As a direct result of Visa's IPO, the current quarter included a pre-tax gain of $8.9 million from the mandatory redemption of a portion of the company's Class B shares in Visa. The company also reduced its liability accrual by $4.0 million related to the company's estimated share of Visa's covered litigation. This reduction was a result of funding the covered litigation escrow by Visa, also part of their IPO process.
Excluding the Visa-related transactions, net income for the first quarter increased 39.1 percent to $24.1 million or $0.59 per share ($0.58 diluted). A table reconciling GAAP net income for these items for the quarter is included with this release.
Net Interest Income and Margin
Net interest income for the first quarter of 2008 increased $7.4 million, or 13.0 percent, compared to the same period in 2007 due primarily to higher average earning assets and increasing net interest margin in a declining rate environment. Average earning assets increased by $478.0 million, or 6.5 percent, as compared to the first quarter of 2007. This increase was due to a $212.6 million, or 5.5 percent, increase in average loans and a $301.0 million, or 10.4 percent, increase in total securities, including trading securities and other. Net interest margin increased 18 basis points to 3.50 percent for the three months ended March 31, 2008 as compared to the same quarter in 2007. Largely contributing to the margin improvement was a reduction of 89 basis points in the average cost of our interest-bearing liabilities, which offset a decrease in our average earning-asset yield of 46 basis points.
"The first quarter net interest margin improvement is a reflection of our success in implementing the strategy to optimize our balance sheet," said Mike Hagedorn, Chief Financial Officer. "This strategy over the last couple of years has led to a larger balance sheet, continued improvement in our earning-asset mix, longer average life of our investment portfolio and disciplined deposit rate management. While these actions have positioned us well to improve margin, our balance sheet has retained the high-quality and lower-risk profile that differentiates us from most of our competitors."
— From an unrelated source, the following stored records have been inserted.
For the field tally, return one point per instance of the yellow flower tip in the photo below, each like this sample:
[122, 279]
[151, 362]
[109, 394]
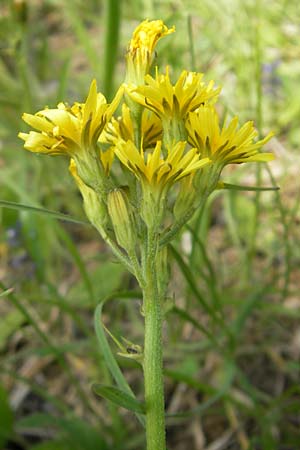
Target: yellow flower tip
[23, 136]
[147, 34]
[141, 49]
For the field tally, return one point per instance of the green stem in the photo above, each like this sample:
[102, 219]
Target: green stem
[153, 359]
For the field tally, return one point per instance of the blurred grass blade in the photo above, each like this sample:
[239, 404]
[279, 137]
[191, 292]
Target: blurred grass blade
[119, 397]
[186, 272]
[78, 261]
[113, 16]
[236, 187]
[110, 359]
[6, 292]
[34, 209]
[229, 371]
[6, 418]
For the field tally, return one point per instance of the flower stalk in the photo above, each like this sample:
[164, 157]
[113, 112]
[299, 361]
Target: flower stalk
[153, 357]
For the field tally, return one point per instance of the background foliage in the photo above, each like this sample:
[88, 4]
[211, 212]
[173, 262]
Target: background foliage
[232, 336]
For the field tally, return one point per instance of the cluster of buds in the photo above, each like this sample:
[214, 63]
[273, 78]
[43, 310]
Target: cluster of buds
[167, 140]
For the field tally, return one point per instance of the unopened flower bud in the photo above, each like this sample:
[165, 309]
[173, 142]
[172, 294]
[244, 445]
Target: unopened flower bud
[121, 217]
[185, 199]
[93, 206]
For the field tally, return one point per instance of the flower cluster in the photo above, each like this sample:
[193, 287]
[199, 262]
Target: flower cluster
[167, 140]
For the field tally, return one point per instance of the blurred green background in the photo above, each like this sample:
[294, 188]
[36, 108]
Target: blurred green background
[230, 384]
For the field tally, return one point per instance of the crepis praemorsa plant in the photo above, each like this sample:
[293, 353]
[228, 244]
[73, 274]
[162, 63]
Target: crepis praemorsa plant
[142, 175]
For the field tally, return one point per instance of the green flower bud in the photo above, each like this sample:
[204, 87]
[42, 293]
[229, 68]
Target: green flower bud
[185, 199]
[120, 213]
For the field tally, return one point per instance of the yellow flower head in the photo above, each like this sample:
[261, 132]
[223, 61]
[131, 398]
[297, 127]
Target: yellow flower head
[141, 49]
[157, 170]
[175, 101]
[69, 130]
[224, 145]
[123, 127]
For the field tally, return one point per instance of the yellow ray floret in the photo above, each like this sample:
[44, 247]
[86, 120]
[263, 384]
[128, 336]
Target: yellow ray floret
[227, 144]
[168, 100]
[155, 169]
[141, 49]
[69, 130]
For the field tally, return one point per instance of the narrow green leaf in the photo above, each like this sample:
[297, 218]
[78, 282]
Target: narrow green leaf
[110, 360]
[34, 209]
[6, 418]
[119, 397]
[10, 323]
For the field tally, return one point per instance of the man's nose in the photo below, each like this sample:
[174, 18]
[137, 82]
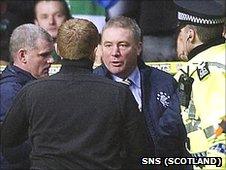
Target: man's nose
[51, 20]
[115, 51]
[50, 60]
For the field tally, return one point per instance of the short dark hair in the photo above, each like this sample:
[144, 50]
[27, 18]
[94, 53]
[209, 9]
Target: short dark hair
[63, 2]
[208, 33]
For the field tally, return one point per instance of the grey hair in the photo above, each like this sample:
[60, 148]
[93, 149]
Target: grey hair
[124, 22]
[25, 36]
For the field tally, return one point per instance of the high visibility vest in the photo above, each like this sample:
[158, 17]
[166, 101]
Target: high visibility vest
[206, 109]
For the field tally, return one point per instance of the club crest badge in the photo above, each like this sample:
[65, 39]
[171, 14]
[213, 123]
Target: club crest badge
[163, 98]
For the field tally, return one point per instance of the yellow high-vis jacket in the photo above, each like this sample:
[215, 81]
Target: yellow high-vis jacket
[205, 118]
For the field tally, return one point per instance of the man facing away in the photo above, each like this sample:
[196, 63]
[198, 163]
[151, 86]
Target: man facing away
[202, 80]
[154, 90]
[50, 14]
[30, 49]
[69, 116]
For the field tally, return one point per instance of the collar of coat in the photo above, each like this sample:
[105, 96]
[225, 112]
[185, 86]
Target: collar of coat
[205, 46]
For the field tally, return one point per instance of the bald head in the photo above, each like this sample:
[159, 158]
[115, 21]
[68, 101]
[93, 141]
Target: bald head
[76, 39]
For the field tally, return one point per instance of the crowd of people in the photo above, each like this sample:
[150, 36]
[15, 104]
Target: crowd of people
[112, 116]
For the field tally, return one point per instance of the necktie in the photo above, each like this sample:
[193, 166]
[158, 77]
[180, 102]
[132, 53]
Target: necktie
[127, 82]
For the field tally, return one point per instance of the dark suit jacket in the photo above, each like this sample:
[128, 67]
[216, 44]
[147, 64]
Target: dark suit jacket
[76, 120]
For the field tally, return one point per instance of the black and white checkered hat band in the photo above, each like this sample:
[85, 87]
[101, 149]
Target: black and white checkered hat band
[186, 17]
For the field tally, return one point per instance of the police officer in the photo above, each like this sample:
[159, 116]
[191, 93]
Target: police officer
[202, 80]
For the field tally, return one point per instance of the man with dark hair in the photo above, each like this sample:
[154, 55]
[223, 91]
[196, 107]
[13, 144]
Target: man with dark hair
[30, 48]
[69, 116]
[202, 80]
[154, 90]
[50, 14]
Noninterest Income and Expense
Noninterest income increased $17.6 million, or 26.0 percent, for the three months ended March 31, 2008 compared to the same period in 2007. Trust and securities processing income increased $3.9 million, or 14.4 percent, for the three months ended March 31, 2008 compared to the same period in 2007. This increase was primarily due to a $1.0 million, or 12.4 percent, increase in fee income from UMB Scout Funds and a $3.6 million, or 42.5 percent, increase in fund administration and distribution services, offset by a decrease of $1.0 million of securities transfer income primarily due to the sale of the Securities Transfer product during the third quarter of 2007. Deposit service charges were $1.7 million, or 9.2 percent, higher in the first quarter 2008 than in the same period in 2007 due mostly to greater individual overdraft and return item charges as well as pricing changes implemented at the beginning of 2008. An $8.9 million gain was recognized on the mandatory partial redemption of the company's holdings of Class B shares of Visa. This redemption was part of the IPO of Visa during the first quarter of 2008. Excluding this redemption gain on the Visa transaction, noninterest income increased 12.9 percent.
"One of our company's greatest strengths during this time of economic uncertainty is our ability to continue to drive improvement in our fee-based businesses," said Peter deSilva, President and Chief Operating Officer. "Noninterest income grew 26.0 percent for the quarter and 12.9 percent, excluding the Visa-related gain. Our Asset Management and Fund Services divisions, as well as our Bankcard business, continue to drive this growth. Assets Under Management benefited from $319 million in net flows into our equity, bond and money market UMB Scout Funds. We are very committed to this business and will continue to invest in it for the long-term. Finally, our Healthcare Services' deposits and investment assets grew to nearly $122 million, or 49 percent higher than the same period last year."